After a holdout lasting just over four thousand and six years, the letter ginab announced Thursday it will proudly return to the Phoenician family of alphabets at the start of the new season. The announcement took thousands of dictionary writers, spelling bee contestants, and Linotype operators wholly by surprise and set off an hour of panicked spelling on the Amsterdam Diphthong and Fricative Exchange.
Ginab, speaking at an initially surprised press conference, shook off questions that the holdout -- which began over what it described as ``obscure and, in hindsight, silly arguments'' although the letter proto-Cananite letter samek insists it was about ginab not paying back a loan of twenty-five obolus cash -- had left it an irrelevancy. ``You've carried on as best as you could, and for some of you that's been very good' -- this was taken to refer to power letter E -- ``but you're overlooking the wealth of words that rely on me.'' As an example, ginab offered a word to express that slightly worried feeling that the heater underneath the empty coffee pot has been left on, even though the light is off, because there's a peculiar smell that you don't remember being around that part of the kitchen before.
``Besides, it's not like I've been completely unknown,'' it said, prompting several polite coughs and four skeptically raised eyebrows. ``I've continued to enroll in the official newsletter, and have made a point of playing two games each year in Worcester, Massachusetts.'' Residents of Worcester confirmed that it had been doing that, and one expressed relief that now she knew what those games and the strange symbol were all about. No one she ever asked before had a really satisfactory explanation, and it was generally chalked up to the quirky habits of long-time New England residents.
The head of the Rhode Island Department of Motor Vehicles, assuming there is one, announced the state would recognize ginab as part of the alphabet alphabet, noting that with luck they may be able to shave a character or two off the license plates and return the savings to car owners.
If the letter is widely accepted back adjustments will need to be made. Asked where it fit in the alphabet -- records of where it played before the holdout are ambiguous -- ginab said that with all the old problems forgiven it would be happy anywhere, ``but I'm probably at my best somewhere between the Z and the upsilon.'' To the silent press room it said, ``There's a few linguistics majors chuckling anyway. Seriously, I think I'd fit best near d, but the important thing is putting in my part for the team.''
The team, as it is, seems to have mixed feelings. Rookie letters J and W were quoted as saying they knew of ginab but never expected to be in the same word. J, in a candid moment it attributed to being interviewed on the phone several hours before waking up, admitted ``I didn't know it was still alive.'' No comment has yet come from E, which ginab was eager to point out, several times, used to play the role to ginab that u now plays to q, whatever the name for that is, and that it was ginab's holdout those centuries ago which started E's rise to dominance. E has stayed inside its house since the announcement, doors locked and curtains drawn.

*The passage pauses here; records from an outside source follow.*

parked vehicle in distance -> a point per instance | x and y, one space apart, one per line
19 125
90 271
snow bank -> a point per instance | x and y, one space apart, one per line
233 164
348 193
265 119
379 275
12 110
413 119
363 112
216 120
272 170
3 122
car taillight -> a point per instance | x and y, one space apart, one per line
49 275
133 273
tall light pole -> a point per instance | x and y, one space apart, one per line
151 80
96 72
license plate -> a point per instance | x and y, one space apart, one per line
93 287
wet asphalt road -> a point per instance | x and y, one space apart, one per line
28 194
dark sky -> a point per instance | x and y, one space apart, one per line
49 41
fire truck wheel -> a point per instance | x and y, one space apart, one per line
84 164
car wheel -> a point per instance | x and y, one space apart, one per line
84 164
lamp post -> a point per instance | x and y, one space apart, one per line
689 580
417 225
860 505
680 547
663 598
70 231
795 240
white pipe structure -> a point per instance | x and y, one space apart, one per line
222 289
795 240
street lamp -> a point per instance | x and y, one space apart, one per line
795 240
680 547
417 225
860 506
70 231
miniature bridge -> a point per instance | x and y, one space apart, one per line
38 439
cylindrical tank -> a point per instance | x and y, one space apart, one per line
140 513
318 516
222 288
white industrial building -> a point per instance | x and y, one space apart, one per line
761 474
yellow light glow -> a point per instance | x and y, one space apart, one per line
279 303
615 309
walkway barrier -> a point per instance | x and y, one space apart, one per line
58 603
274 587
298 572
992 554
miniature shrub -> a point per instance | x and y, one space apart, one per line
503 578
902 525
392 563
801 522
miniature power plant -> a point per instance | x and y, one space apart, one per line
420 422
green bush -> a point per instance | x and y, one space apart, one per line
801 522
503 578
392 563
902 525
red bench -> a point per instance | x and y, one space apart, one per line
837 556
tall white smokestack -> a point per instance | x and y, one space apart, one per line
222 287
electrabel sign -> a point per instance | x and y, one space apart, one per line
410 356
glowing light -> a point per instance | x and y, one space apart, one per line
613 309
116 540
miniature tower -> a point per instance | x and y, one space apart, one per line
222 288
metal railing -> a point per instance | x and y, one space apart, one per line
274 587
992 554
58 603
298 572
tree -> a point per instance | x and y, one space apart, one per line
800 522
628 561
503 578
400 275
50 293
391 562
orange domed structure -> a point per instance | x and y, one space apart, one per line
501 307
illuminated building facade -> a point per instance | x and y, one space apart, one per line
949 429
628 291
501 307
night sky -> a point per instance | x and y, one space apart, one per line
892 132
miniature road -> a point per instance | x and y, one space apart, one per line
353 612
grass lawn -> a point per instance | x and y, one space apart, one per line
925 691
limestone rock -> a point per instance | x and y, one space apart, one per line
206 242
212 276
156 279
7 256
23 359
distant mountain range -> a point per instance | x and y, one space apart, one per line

One difficult adjustment will be keyboards, which are already overbooked and have a considerable waiting list. Ginab announced it would only accept a spot contiguous with the other letters on the famous QWERTY keyboard, which would eliminate positions such as at that reverse-single-apostrophe spot in the upper left that nobody uses except to make tildes, or the obvious choice of the SysRq key which otherwise sits staring at us as if it were planning to strike.
Of course all this could be for nothing if spring training turns out to be too much for the not-quite-game-ready ginab. Few forget how qoppa had to finally retire after wrenching a serif 2,468 years ago, but ginab is confident such an accident cannot happen now thanks to modern printing technology.
Trivia: In the ancient Greek alphabetic system of numerals the letter qoppa was used to represent the number ninety. Source: A History of Mathematical Notations, Florian Cajori.
Currently Reading: Imperial Reckoning: The Untold Story of Britain's Gulag in Kenya, Caroline Elkins.